The call to repent appears in both Testaments. Jesus said that He had come to call sinners to repentance (Luke 5:32). The Greek word for repentance literally means a change of mind. So, repentance begins with an awareness of sin. Jesus captured this in the parable of the prodigal son with the prodigal’s declaration, “I will…go back to my father and say to him: Father, I have sinned against heaven and against you” (Luke 15:18). In this story, Jesus describes the beginning of repentance as a kind of reality check. Just as the prodigal “came to his senses,” repentance enables us to see ourselves in relation to God (Luke 15:17). We see our sin and accept that it has alienated us from Him. Those who repent recognize that they do not deserve to be God’s children (Luke 15:19).

Repentance also involves a turning toward God. Although the prodigal knew that he no longer had the right to be treated as a son, he returned to his father and asked for mercy.
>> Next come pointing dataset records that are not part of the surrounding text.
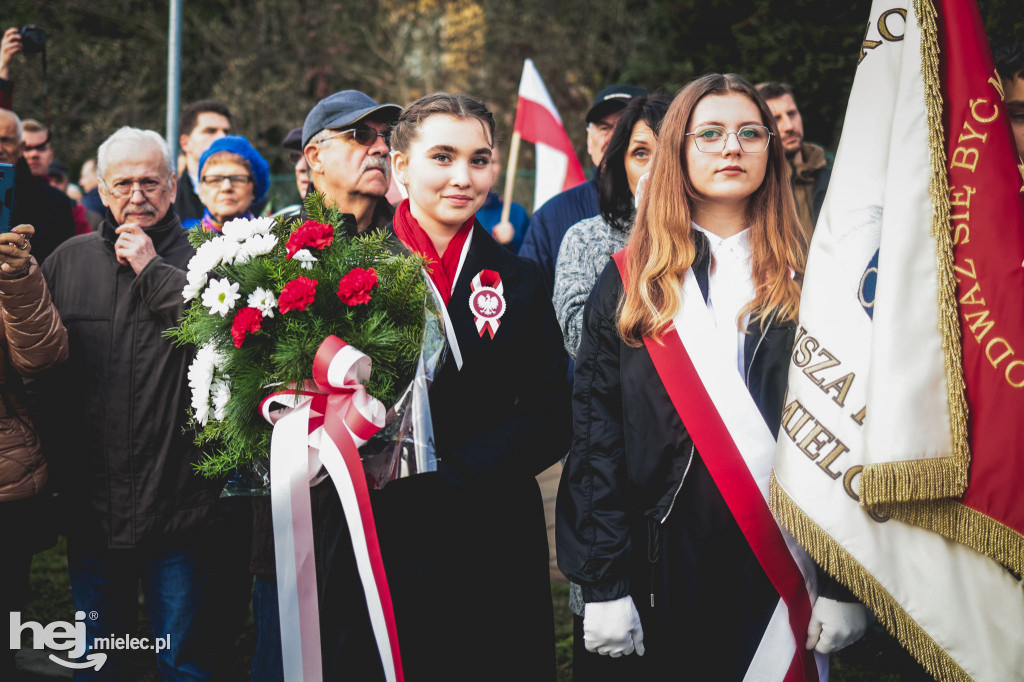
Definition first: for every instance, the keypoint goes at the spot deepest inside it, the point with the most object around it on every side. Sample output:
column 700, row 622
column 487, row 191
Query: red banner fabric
column 987, row 224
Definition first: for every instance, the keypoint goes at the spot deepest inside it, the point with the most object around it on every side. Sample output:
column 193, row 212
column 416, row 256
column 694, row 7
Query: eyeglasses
column 42, row 146
column 712, row 139
column 365, row 135
column 217, row 180
column 148, row 186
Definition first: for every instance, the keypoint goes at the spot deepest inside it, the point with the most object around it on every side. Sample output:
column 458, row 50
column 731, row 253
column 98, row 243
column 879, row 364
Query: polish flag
column 537, row 121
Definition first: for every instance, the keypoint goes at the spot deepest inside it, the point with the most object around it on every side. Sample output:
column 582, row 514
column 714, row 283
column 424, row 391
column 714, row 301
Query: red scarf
column 442, row 268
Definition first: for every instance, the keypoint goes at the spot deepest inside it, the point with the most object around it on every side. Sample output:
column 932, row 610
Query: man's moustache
column 376, row 163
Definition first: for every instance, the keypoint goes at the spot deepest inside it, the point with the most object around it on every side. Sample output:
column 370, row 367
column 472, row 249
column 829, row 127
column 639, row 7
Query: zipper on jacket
column 653, row 552
column 764, row 333
column 681, row 481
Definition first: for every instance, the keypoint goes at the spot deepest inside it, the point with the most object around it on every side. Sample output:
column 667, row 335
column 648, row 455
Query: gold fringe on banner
column 922, row 492
column 942, row 477
column 965, row 525
column 840, row 564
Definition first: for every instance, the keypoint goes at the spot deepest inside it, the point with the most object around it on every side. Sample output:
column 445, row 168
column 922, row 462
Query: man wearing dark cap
column 344, row 140
column 552, row 220
column 344, row 145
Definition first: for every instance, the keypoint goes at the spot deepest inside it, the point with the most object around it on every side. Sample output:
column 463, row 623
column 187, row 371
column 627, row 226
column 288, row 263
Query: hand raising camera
column 15, row 251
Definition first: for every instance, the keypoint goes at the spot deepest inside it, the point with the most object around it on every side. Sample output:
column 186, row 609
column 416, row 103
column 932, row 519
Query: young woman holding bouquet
column 465, row 548
column 680, row 379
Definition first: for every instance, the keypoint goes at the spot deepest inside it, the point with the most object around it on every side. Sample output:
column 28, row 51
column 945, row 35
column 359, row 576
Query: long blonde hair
column 660, row 247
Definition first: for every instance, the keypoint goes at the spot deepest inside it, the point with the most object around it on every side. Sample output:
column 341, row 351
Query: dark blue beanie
column 240, row 145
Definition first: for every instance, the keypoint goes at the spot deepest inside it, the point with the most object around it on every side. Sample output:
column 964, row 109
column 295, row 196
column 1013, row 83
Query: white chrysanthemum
column 238, row 229
column 220, row 392
column 220, row 296
column 261, row 225
column 305, row 258
column 228, row 250
column 200, row 379
column 263, row 300
column 258, row 245
column 194, row 287
column 207, row 257
column 202, row 410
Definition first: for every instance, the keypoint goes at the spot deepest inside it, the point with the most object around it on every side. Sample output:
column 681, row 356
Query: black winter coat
column 639, row 514
column 465, row 549
column 46, row 209
column 111, row 418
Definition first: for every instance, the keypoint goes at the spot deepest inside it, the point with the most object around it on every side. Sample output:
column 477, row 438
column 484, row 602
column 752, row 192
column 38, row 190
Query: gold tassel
column 942, row 477
column 921, row 492
column 840, row 564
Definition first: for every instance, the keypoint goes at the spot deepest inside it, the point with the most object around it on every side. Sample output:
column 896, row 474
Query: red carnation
column 247, row 321
column 354, row 288
column 309, row 235
column 297, row 295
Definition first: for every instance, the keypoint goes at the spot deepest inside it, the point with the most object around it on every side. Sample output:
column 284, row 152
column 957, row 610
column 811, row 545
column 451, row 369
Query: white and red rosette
column 486, row 301
column 324, row 424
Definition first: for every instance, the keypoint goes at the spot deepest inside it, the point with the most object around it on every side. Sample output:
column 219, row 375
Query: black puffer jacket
column 631, row 451
column 111, row 419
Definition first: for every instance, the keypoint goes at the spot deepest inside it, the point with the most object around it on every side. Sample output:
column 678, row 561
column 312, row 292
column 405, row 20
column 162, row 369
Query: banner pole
column 510, row 176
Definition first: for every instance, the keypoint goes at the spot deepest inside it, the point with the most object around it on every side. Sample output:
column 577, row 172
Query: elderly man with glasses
column 344, row 140
column 344, row 143
column 36, row 203
column 113, row 422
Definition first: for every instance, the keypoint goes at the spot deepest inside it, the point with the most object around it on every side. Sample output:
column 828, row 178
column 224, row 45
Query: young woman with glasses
column 680, row 379
column 465, row 548
column 232, row 176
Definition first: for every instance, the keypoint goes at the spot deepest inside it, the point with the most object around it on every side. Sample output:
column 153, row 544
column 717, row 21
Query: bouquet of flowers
column 263, row 296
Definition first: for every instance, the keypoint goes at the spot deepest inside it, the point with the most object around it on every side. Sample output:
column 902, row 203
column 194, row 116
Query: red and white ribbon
column 738, row 451
column 486, row 301
column 324, row 424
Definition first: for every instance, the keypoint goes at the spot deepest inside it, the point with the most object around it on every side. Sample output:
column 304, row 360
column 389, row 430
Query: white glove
column 612, row 628
column 835, row 625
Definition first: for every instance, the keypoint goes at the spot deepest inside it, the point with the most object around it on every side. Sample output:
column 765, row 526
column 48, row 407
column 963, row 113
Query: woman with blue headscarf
column 232, row 176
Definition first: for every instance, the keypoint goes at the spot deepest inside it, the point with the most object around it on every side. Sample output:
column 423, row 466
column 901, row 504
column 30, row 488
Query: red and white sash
column 439, row 301
column 734, row 442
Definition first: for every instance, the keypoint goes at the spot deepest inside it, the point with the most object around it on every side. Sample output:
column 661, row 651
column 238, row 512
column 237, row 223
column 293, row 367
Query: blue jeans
column 175, row 587
column 268, row 664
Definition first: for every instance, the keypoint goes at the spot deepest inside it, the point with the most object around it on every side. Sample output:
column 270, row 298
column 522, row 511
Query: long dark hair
column 614, row 197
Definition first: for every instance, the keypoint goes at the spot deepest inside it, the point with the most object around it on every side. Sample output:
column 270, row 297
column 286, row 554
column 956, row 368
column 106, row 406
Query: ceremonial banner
column 537, row 121
column 886, row 457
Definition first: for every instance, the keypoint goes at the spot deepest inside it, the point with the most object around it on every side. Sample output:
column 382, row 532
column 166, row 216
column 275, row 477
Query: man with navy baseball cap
column 344, row 140
column 552, row 220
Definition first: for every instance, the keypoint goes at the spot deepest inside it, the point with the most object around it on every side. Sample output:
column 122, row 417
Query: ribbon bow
column 324, row 424
column 486, row 301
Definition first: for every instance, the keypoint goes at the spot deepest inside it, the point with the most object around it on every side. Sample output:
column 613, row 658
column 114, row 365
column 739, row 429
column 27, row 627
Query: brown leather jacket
column 32, row 339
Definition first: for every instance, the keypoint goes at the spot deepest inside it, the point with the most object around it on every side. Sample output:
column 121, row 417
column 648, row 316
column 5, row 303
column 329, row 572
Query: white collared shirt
column 730, row 288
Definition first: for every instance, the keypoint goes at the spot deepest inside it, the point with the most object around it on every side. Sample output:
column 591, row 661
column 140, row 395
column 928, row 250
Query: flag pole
column 510, row 176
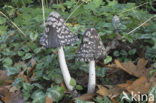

His father, who had been watching for his return, saw the prodigal “while he was still a long way off” (Luke 15:20). He was filled with compassion and ran to his son, threw his arms around him, and kissed him. When we repent, we return to the Father by going through Jesus Christ who is the answer to our sin problem (Acts 20:21).

God looks for people to worship Him “in the Spirit and truth” but He also seeks out the sinner (John 4:23; Luke 19:10). There is more rejoicing in heaven over one sinner who repents than ninety-nine righteous persons who do not need to repent (Luke 15:7). God is watching for the sinner’s slightest movement in His direction.

Repentance is foundational to the Christian life and part of a larger impulse toward God that the Bible calls faith. Without faith, repentance is merely regret. It may convey genuine sorrow for sin but knows no remedy for it. Faith without repentance is unfocused. It may show a kind of trust in Jesus, but without knowing what it is trusting Him to do or why. The repentance that springs from faith is convinced that Jesus welcomes sinners and can save them (Luke 15:2).